What is the difference between “Size” and “Size on disk?”

701 views

What is the difference between “Size” and “Size on disk?”

In: Technology

5 Answers

Anonymous 0 Comments

Imagine you have a case of beer. Inside the case it’s broken up into 16 slots, one for each bottle. The slots are bottle sized and so using a bottle is an efficient use of that space. Now imagine you put something smaller in the slot, but you can only put 1 thing in each slot, never 2 or more. If you put something smaller than a beer bottle in the slot, like a stick of gum, the object itself is smaller, but the amount of space it takes up in the box, 1 slot, is the same as the much larger beer bottle. It’s a less efficient use of that space. So the stick of gum is small, but it’s size ‘in the box’ is larger.

A gigabyte is a billion bytes of data, which is a lot. Each file on a disk uses a certain amount of bytes and it’s position on the disk, and what parts of the disk the file is using are all stored in something called a file allocation table, which is a kind of index to the book that is your disk.

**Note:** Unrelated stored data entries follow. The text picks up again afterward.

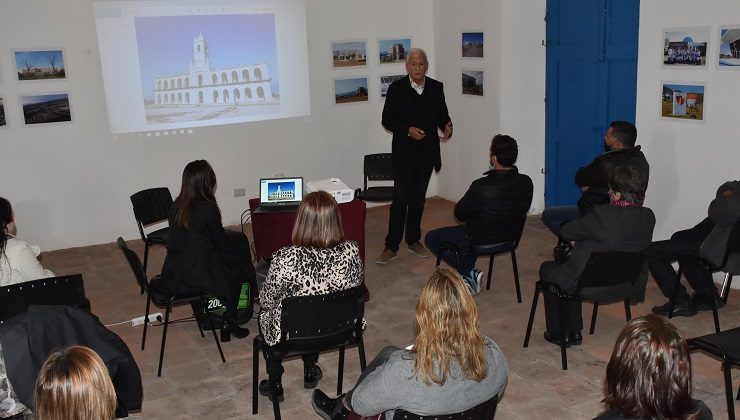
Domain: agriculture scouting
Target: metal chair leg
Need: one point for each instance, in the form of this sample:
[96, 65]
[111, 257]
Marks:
[627, 309]
[726, 286]
[715, 315]
[593, 318]
[490, 272]
[164, 336]
[146, 320]
[361, 350]
[727, 368]
[675, 293]
[531, 316]
[561, 314]
[516, 276]
[215, 336]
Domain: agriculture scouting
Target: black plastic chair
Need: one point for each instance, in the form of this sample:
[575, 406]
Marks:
[152, 206]
[311, 324]
[484, 411]
[166, 300]
[377, 167]
[61, 290]
[607, 278]
[495, 235]
[725, 345]
[730, 264]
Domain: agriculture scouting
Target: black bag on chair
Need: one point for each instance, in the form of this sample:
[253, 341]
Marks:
[562, 251]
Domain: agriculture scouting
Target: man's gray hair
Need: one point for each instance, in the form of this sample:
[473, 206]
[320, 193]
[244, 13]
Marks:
[415, 51]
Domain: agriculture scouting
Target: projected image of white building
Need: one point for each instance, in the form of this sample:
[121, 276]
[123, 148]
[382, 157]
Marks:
[206, 85]
[199, 68]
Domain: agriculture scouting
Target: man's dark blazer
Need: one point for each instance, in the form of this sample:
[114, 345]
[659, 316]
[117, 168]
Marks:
[405, 108]
[606, 228]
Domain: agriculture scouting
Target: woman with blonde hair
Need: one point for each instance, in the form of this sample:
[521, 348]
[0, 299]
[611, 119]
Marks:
[320, 261]
[649, 374]
[451, 367]
[74, 384]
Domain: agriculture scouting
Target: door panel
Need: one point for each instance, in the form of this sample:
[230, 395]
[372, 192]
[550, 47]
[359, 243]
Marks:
[591, 79]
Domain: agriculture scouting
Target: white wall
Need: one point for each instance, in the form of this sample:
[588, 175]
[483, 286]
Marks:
[514, 65]
[688, 160]
[70, 184]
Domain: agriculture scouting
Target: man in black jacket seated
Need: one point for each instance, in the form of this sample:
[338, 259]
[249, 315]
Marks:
[502, 192]
[593, 180]
[621, 225]
[714, 231]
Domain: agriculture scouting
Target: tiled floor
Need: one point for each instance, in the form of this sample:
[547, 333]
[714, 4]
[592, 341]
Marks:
[196, 385]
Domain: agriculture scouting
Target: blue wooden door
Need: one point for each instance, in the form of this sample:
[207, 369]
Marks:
[591, 79]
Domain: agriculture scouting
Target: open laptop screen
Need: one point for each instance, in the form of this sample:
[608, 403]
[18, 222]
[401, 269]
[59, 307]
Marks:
[281, 191]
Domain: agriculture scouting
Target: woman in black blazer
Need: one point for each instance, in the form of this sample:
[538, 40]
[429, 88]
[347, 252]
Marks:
[201, 255]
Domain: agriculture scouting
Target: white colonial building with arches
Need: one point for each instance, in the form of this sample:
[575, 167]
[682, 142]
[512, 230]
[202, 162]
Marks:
[206, 86]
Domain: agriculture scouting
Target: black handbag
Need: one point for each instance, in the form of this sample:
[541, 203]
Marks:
[562, 251]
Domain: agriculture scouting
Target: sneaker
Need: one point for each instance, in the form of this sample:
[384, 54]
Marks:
[418, 249]
[478, 276]
[268, 388]
[703, 305]
[386, 256]
[311, 376]
[683, 308]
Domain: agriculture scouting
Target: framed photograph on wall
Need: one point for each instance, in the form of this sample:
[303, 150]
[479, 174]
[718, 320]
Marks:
[472, 82]
[46, 109]
[472, 44]
[685, 47]
[386, 81]
[40, 64]
[349, 53]
[393, 50]
[3, 120]
[350, 90]
[684, 101]
[729, 47]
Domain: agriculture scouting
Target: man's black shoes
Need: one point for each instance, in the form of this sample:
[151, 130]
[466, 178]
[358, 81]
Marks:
[329, 408]
[269, 389]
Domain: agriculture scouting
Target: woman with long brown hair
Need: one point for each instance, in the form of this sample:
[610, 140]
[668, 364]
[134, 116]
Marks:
[320, 261]
[451, 367]
[649, 374]
[74, 384]
[201, 255]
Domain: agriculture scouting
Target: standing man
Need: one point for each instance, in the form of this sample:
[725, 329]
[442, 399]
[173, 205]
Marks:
[414, 110]
[593, 180]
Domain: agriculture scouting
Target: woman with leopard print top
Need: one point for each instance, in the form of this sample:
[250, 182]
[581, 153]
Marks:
[319, 262]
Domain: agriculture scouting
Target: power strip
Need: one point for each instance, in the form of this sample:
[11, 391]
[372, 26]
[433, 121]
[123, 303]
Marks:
[152, 317]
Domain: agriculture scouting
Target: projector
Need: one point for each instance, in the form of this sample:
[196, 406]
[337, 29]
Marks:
[334, 186]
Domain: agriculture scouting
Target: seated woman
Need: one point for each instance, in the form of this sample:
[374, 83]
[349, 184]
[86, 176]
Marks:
[201, 255]
[451, 367]
[74, 384]
[622, 225]
[18, 261]
[649, 374]
[320, 261]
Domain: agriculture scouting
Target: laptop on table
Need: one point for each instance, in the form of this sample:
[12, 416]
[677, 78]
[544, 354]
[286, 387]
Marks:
[280, 195]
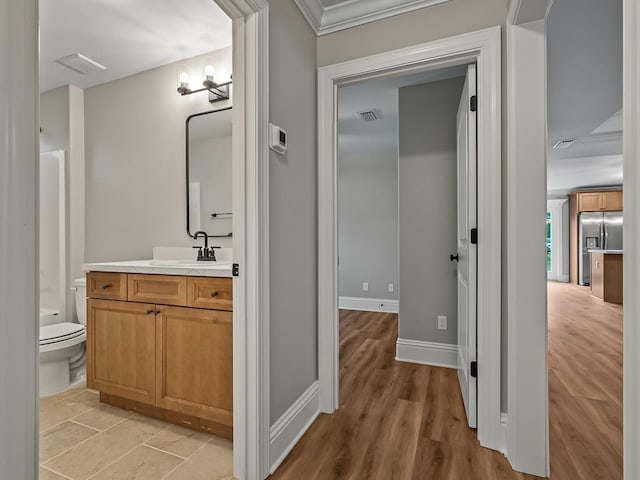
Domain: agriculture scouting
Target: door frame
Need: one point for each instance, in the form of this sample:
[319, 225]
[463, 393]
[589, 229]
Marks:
[18, 277]
[484, 48]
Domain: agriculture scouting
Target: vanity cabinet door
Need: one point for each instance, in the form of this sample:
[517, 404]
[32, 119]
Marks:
[121, 349]
[194, 373]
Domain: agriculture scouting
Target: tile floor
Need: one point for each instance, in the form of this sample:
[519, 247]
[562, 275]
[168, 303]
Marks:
[82, 439]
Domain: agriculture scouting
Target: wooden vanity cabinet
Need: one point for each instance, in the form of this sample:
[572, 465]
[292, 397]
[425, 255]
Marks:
[171, 360]
[194, 355]
[121, 352]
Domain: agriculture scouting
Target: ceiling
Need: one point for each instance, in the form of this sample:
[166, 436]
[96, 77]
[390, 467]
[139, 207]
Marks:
[357, 136]
[127, 37]
[584, 93]
[326, 16]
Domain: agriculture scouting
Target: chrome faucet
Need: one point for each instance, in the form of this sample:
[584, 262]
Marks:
[206, 253]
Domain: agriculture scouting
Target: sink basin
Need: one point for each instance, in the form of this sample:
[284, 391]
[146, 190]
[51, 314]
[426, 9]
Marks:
[189, 263]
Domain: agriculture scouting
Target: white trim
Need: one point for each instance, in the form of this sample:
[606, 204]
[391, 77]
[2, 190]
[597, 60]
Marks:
[427, 353]
[631, 192]
[292, 425]
[368, 304]
[527, 432]
[349, 14]
[482, 47]
[556, 208]
[504, 421]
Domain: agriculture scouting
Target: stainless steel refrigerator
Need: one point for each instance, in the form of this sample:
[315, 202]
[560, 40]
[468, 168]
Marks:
[598, 231]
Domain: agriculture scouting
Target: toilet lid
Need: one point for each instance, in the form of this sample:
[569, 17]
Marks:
[59, 332]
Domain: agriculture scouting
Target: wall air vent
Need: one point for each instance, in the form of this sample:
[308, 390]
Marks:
[563, 144]
[370, 115]
[79, 63]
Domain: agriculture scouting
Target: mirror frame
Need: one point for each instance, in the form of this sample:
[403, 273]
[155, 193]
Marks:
[187, 166]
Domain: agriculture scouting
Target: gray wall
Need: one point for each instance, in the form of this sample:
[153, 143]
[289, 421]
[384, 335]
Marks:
[292, 209]
[135, 162]
[368, 224]
[62, 123]
[428, 212]
[439, 21]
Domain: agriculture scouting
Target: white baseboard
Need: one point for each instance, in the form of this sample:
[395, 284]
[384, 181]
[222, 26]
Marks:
[427, 353]
[290, 427]
[504, 419]
[368, 304]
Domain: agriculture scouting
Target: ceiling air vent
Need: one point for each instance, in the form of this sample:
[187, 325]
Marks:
[370, 115]
[563, 144]
[79, 63]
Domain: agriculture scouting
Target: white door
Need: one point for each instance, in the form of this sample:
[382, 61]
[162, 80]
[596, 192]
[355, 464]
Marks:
[467, 249]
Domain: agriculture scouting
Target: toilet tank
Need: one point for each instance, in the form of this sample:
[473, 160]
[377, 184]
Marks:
[49, 316]
[80, 285]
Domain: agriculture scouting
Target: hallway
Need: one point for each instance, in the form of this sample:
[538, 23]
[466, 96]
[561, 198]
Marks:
[585, 385]
[406, 421]
[396, 420]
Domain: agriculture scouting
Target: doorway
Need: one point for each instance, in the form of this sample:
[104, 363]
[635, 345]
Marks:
[481, 48]
[586, 219]
[20, 279]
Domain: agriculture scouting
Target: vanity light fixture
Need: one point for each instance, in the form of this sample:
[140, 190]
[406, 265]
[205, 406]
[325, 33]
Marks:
[218, 92]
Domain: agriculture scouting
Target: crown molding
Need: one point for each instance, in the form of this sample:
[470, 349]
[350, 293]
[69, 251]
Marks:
[352, 13]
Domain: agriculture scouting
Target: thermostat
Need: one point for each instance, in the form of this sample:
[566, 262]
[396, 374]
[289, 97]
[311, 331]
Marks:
[278, 140]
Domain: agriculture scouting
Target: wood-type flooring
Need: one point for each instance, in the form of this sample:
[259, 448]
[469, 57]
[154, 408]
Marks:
[402, 421]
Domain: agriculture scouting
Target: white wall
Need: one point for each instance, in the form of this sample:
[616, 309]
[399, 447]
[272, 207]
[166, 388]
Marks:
[18, 239]
[292, 207]
[428, 209]
[62, 123]
[135, 161]
[368, 224]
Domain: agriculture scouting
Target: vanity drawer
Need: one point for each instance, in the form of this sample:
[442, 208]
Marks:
[107, 285]
[162, 289]
[212, 293]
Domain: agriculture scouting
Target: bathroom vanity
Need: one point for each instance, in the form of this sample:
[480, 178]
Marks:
[159, 341]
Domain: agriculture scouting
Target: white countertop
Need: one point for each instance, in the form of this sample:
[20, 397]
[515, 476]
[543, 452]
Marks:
[164, 267]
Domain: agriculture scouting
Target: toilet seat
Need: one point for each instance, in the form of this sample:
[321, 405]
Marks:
[61, 335]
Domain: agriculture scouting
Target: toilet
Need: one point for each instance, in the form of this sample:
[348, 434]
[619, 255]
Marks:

Now imagine you tried to keep track of all one billion bytes of space in that file allocation table, the FAT itself would quickly take up a billion bytes itself if it wanted to track file usage in that much detail. It would be wasteful and slow.

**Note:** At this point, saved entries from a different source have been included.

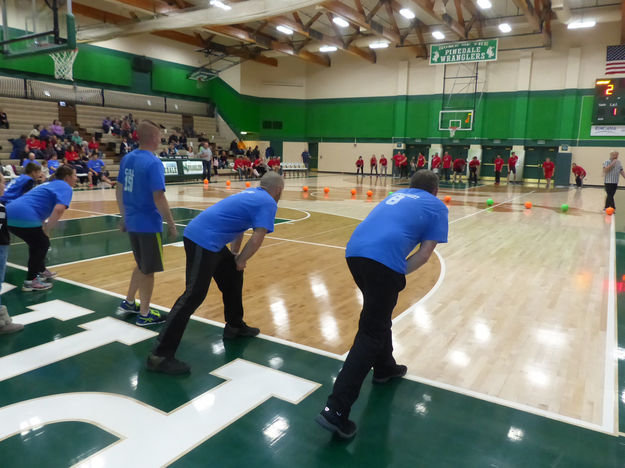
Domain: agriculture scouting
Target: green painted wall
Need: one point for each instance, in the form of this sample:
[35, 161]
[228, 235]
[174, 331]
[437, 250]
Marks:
[559, 116]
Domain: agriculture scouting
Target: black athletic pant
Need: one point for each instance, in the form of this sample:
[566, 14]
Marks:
[373, 345]
[38, 245]
[610, 190]
[202, 265]
[473, 174]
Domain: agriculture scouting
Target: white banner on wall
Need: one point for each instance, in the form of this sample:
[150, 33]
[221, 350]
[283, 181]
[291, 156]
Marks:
[607, 130]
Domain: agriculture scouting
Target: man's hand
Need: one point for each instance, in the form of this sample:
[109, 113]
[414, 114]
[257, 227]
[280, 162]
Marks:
[240, 264]
[172, 232]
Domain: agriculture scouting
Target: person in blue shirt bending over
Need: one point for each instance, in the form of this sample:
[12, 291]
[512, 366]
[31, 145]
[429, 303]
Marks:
[205, 244]
[32, 216]
[96, 171]
[22, 184]
[142, 204]
[376, 257]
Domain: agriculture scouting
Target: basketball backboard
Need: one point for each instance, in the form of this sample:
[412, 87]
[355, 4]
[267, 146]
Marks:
[458, 119]
[31, 27]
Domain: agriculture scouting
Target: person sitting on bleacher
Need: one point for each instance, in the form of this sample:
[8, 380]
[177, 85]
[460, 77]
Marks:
[22, 184]
[96, 171]
[57, 129]
[19, 147]
[4, 120]
[53, 164]
[30, 160]
[124, 147]
[69, 130]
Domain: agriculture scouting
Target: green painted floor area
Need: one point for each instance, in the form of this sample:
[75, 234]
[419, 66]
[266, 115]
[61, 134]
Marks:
[402, 424]
[99, 236]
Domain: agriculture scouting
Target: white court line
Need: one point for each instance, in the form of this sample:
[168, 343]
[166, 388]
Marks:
[432, 383]
[610, 388]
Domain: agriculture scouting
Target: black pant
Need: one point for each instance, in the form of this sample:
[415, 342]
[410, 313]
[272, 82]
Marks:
[610, 190]
[202, 265]
[38, 245]
[473, 174]
[373, 345]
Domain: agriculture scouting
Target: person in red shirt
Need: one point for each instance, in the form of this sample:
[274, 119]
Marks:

So instead the disk space is broken up into blocks of data, like larger chunks that are easier to track. The larger the disk is, the larger these chunks are to keep the file allocation table a healthy size.

Lets say that your disk has a block size of 32,000 bytes and you need to store a file that is 5 kilobytes. The smallest amount of space it can use is 32 kilobytes though because that’s the minimum block size and so the file size would be 5k but size on disk would be 32k.

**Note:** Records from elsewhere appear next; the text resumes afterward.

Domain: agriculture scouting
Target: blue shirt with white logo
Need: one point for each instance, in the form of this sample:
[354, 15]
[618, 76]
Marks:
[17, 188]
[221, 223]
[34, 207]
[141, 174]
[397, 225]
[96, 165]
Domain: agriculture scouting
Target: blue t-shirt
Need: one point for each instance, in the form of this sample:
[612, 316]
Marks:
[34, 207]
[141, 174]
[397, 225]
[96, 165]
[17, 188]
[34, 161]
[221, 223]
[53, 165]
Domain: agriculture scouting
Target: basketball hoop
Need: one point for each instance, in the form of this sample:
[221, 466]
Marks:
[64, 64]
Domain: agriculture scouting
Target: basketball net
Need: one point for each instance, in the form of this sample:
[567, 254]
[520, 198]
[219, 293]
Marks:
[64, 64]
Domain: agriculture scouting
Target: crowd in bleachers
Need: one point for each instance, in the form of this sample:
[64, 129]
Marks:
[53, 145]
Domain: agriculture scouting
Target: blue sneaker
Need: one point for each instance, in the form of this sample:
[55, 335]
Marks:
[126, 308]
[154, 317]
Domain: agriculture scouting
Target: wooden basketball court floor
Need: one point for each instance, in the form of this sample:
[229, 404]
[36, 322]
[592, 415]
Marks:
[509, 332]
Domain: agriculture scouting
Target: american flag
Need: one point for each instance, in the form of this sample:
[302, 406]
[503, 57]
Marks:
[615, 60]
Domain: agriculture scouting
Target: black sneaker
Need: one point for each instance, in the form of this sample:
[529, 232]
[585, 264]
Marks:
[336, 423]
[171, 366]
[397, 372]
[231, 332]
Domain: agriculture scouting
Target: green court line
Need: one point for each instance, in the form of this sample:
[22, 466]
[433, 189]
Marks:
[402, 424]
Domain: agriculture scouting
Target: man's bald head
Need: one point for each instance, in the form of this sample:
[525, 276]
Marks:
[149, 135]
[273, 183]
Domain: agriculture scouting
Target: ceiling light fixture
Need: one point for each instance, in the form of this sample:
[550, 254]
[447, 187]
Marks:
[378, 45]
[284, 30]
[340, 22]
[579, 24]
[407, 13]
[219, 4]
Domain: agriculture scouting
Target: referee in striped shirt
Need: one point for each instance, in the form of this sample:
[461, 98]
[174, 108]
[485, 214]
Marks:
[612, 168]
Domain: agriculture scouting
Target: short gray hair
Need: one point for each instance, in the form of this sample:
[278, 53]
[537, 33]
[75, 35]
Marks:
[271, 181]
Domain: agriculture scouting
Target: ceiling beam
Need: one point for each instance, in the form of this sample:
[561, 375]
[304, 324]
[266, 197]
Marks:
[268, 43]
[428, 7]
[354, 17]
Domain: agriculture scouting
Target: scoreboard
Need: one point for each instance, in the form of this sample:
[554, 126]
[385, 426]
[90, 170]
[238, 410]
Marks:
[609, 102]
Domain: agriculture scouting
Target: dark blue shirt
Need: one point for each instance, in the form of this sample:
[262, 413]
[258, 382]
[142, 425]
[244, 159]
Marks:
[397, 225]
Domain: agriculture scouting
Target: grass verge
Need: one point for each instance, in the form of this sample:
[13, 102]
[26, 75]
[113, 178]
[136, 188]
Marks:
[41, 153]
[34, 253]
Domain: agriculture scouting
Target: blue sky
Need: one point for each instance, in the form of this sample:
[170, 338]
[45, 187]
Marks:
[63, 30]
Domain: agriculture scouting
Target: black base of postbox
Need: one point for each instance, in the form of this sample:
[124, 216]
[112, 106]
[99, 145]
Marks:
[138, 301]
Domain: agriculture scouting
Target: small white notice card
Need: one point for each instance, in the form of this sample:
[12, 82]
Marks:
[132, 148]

In general, the larger the file allocation table, the smaller the block size can be for any given disk size. This is why the block size on old fat16 disks was so much more wasteful than fat32, and why fat32 is so much more wasteful than exFAT.

Anonymous 0 Comments

this comes from the hard-drive storage paradigm. the disk is not a bucket, it is broken in small sections of equal size, for optimization reasons.

you know your ice tray? that’s how a storage drive works. many sections of the same size. you have a cup of water that will fill 3 and a half ice “units”. the one that you used up to the half can’t be used to store another file, so it will be reported as 4 units (size on disk) even if the space you need is 3.5 units (size).

in filesystems you can’t use half (or a third) of an allocation unit. if the file you want to store has a size of bits that can’t fit exactly over a number of sectors you will get a size on disk that is slightly different from size.

Anonymous 0 Comments

Think of it like a spaghetti sauce. Let’s say you have 10 litres of sauce that you want to store in five containers. But all your containers are 3 litres, so you put 2L of sauce in 5 containers. The “size” of your sauce is still 10L, but the “size on shelf” (or on disk) is 15L.

Anonymous 0 Comments

In a really simplified sense: think of a storage device as a book: storage is divided logically into discrete “pages”. Each page can only be assigned to a single file, so if that file doesn’t occupy the entire page, the rest can’t be used by anything else since the table of contents points to that page for the first file.

This is why, especially notable for a small file, the “size on disk” statistic is often a even multiple of a power of 2 (like 4kb, for example”)

Anonymous 0 Comments

Take a piece of paper. Write “Hello” on it. Grab another piece of paper. Write “H” on it.

The two pages are the same size. Different amount of writing on each (Size) versus how much paper you took (Size on Disk).

The word “hello” might take up the same disk space as “h”. Yet obviously it is longer. And if your write more, more pages are needed, but you grab further full pages, not partial pages.

(Actually with modern filesystems there’s a bunch of optimisations for trivial examples but the idea is valid).